Two years later, they had a beautiful evening in a hot tub, talking about everything they had been thinking about, not the everyday thoughts but the true thoughts about their marriage and their lives, each other’s families and their kids, what they actually thought of their kids, whether or not they actually even really enjoyed parenthood. Jordan felt free and happy and safe, and he felt despair at the idea of living small for the next ten years just to live big for one night.
“What if we did our trip now? The kids are gone, we have money. We can easily take a sabbatical from work. Let’s do it. Let’s do it now.”

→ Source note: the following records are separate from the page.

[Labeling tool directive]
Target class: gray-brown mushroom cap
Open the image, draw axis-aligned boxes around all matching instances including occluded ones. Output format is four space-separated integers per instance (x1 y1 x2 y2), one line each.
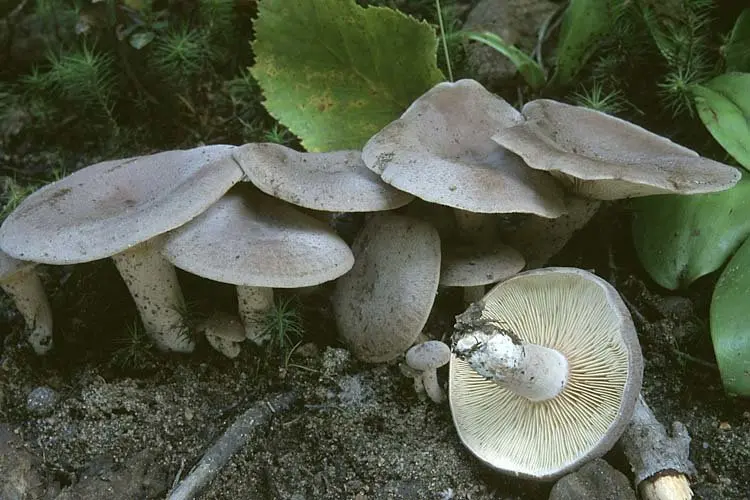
449 268 643 479
331 214 440 363
162 186 354 288
0 145 243 264
233 143 414 212
362 80 565 218
440 241 524 287
492 99 740 200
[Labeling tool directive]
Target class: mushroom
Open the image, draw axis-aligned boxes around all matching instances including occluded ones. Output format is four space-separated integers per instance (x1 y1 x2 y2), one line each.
162 184 354 344
492 99 740 200
362 80 565 236
500 196 602 269
449 268 643 479
196 312 245 358
406 340 451 403
331 214 440 363
0 251 52 354
0 145 243 352
440 240 524 304
233 143 414 212
620 395 695 500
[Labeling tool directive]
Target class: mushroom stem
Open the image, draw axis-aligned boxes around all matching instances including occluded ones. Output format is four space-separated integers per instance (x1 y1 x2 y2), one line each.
237 286 273 345
112 239 195 352
421 369 445 403
0 266 52 354
453 327 568 401
620 394 695 500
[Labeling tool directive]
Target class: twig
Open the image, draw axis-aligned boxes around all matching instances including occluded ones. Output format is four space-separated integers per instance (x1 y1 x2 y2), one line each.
167 393 297 500
620 395 695 500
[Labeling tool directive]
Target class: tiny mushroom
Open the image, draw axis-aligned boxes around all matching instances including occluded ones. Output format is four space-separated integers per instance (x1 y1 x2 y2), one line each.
449 268 642 479
440 240 524 304
362 79 565 237
233 143 414 213
0 251 52 354
406 340 451 403
163 184 354 344
331 213 440 363
196 312 245 358
0 145 243 352
492 99 740 200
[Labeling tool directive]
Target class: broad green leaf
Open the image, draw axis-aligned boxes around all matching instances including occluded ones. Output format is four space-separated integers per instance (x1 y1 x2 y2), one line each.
722 9 750 72
463 31 547 90
632 176 750 290
691 73 750 169
552 0 620 86
251 0 444 151
711 235 750 397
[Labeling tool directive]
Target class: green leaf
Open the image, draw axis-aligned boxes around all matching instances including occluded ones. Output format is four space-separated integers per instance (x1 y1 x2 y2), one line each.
722 9 750 72
251 0 444 151
128 31 156 50
711 235 750 396
690 73 750 169
632 176 750 292
552 0 619 86
462 31 547 90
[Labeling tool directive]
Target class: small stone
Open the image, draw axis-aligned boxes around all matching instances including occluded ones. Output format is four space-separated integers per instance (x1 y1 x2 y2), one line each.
322 347 351 377
549 458 636 500
26 386 58 416
463 0 557 89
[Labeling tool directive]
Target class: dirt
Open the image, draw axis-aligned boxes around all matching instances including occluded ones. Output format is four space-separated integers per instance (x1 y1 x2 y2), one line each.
0 194 750 500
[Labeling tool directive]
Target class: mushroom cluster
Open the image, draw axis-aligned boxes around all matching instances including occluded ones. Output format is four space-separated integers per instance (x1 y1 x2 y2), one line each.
0 80 740 492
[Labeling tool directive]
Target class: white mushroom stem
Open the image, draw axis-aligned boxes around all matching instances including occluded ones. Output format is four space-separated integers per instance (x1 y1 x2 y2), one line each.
453 328 568 401
112 239 195 352
420 368 445 403
0 266 52 354
237 286 273 345
620 395 695 500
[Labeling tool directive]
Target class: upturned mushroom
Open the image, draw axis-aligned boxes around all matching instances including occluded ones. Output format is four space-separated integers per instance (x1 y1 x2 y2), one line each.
449 268 642 479
0 251 52 354
331 214 440 363
233 143 414 212
163 184 354 344
362 80 565 239
0 145 243 352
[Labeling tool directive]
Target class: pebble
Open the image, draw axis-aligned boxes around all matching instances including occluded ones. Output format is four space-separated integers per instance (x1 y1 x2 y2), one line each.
26 386 59 416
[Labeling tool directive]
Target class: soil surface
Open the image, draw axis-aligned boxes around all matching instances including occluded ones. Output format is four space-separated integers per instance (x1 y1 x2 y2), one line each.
0 181 750 500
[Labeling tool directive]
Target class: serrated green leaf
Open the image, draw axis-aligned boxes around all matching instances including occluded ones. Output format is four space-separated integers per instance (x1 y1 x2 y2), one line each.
722 9 750 72
128 31 156 50
463 31 547 90
632 176 750 290
691 73 750 169
710 235 750 397
552 0 618 86
251 0 444 151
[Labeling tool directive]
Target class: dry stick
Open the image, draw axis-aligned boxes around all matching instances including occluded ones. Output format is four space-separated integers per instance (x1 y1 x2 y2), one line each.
167 393 297 500
620 394 695 500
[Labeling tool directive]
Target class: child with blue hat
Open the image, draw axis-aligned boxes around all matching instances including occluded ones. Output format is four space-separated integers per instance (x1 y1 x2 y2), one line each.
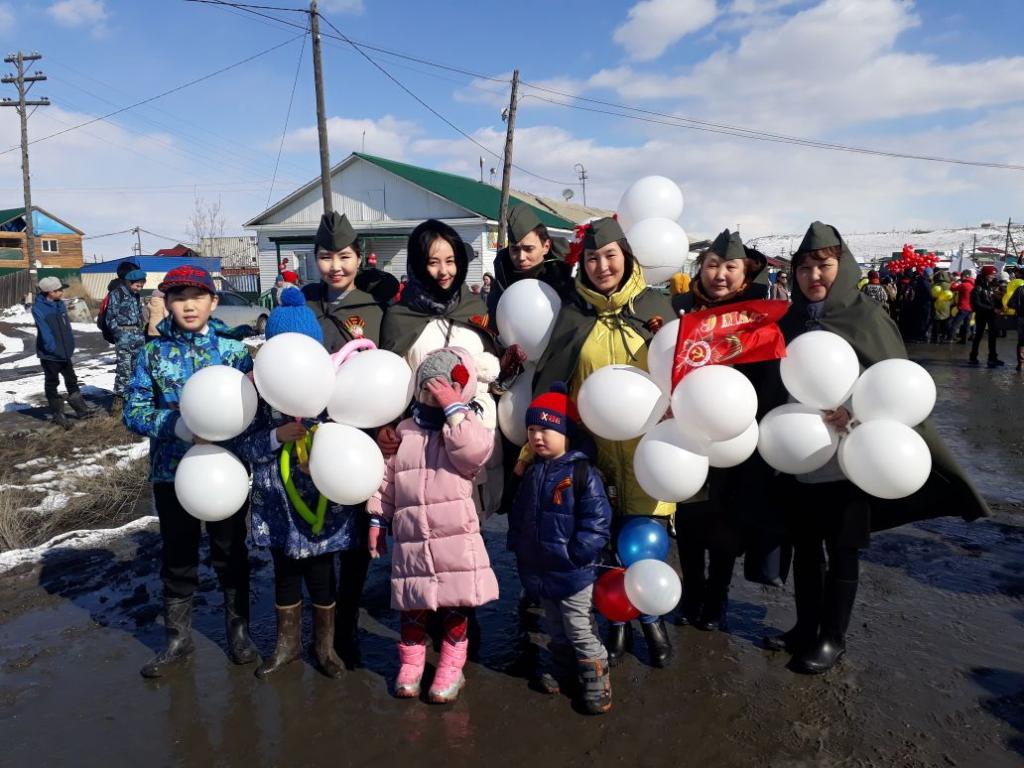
232 288 365 678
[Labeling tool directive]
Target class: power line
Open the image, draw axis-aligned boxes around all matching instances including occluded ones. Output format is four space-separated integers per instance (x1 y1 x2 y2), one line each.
265 18 306 208
0 35 302 155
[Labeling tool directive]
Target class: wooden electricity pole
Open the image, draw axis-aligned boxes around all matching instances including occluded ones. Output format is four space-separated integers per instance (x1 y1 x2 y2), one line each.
0 51 50 283
498 70 519 248
309 0 334 214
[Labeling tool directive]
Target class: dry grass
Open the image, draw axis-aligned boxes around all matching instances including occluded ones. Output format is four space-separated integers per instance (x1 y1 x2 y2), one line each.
0 417 150 551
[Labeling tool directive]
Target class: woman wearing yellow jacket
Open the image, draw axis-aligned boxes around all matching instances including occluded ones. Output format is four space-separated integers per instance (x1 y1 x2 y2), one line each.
534 218 675 667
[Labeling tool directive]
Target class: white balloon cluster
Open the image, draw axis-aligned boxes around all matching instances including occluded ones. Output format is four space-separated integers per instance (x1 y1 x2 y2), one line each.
174 333 414 521
617 176 690 285
758 331 936 499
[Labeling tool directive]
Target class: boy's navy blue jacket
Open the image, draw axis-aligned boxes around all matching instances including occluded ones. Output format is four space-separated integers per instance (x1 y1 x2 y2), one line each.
32 294 75 362
508 451 611 600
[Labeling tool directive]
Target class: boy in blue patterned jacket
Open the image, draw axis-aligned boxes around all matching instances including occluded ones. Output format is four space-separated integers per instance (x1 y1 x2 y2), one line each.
508 382 611 715
124 266 256 678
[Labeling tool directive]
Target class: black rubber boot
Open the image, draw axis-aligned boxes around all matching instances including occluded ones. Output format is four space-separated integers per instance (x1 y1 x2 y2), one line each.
640 618 672 669
604 622 633 667
68 392 96 419
313 604 345 678
793 579 857 675
224 589 259 665
577 658 611 715
763 552 825 654
47 397 71 429
139 597 196 678
256 601 302 678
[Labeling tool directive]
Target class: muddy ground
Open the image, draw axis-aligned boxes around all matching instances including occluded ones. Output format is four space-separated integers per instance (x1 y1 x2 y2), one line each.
0 341 1024 767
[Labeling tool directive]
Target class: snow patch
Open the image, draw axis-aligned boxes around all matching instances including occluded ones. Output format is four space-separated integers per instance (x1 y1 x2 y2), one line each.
0 515 157 573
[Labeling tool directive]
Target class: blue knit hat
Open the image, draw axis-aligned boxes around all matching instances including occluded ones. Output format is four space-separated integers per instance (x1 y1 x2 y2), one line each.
266 288 324 344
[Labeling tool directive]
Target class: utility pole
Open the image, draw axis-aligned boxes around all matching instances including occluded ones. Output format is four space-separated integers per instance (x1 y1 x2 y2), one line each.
498 70 519 248
309 0 334 214
575 163 587 208
0 51 50 283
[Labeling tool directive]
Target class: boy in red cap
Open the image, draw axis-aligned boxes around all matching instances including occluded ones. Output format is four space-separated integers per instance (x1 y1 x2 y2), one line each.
508 382 611 715
124 266 256 678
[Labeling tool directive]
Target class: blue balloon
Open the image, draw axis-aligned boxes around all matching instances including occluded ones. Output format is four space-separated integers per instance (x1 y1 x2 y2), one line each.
618 517 669 568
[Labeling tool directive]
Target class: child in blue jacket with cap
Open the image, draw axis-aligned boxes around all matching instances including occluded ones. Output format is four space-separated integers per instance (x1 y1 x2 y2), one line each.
508 382 611 715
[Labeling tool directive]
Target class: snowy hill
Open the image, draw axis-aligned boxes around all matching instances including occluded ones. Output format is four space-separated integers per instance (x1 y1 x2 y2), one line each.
748 224 1024 262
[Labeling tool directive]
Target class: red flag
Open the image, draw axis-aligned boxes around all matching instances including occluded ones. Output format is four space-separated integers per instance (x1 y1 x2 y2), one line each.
672 300 790 389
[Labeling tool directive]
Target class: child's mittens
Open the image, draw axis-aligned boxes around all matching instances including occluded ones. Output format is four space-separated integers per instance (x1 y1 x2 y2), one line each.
367 525 387 559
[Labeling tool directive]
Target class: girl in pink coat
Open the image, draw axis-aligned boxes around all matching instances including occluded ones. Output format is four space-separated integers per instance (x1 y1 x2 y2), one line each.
368 347 498 703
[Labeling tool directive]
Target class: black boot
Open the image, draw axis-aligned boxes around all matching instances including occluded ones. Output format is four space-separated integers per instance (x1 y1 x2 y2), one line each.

And maybe it was the heat of the hot tub, or the ecstasy of the moment, or maybe Prakriti actually did feel once again the ineffable draw of living a “real life,” something she’d long dismissed as a youthful and romantic and flawed idea, preferring instead the everyday engagement and investment in the present that she’d practiced for thirty years, but she said “Okay,” and they booked plane tickets and bought 60L Osprey backpacks that very night.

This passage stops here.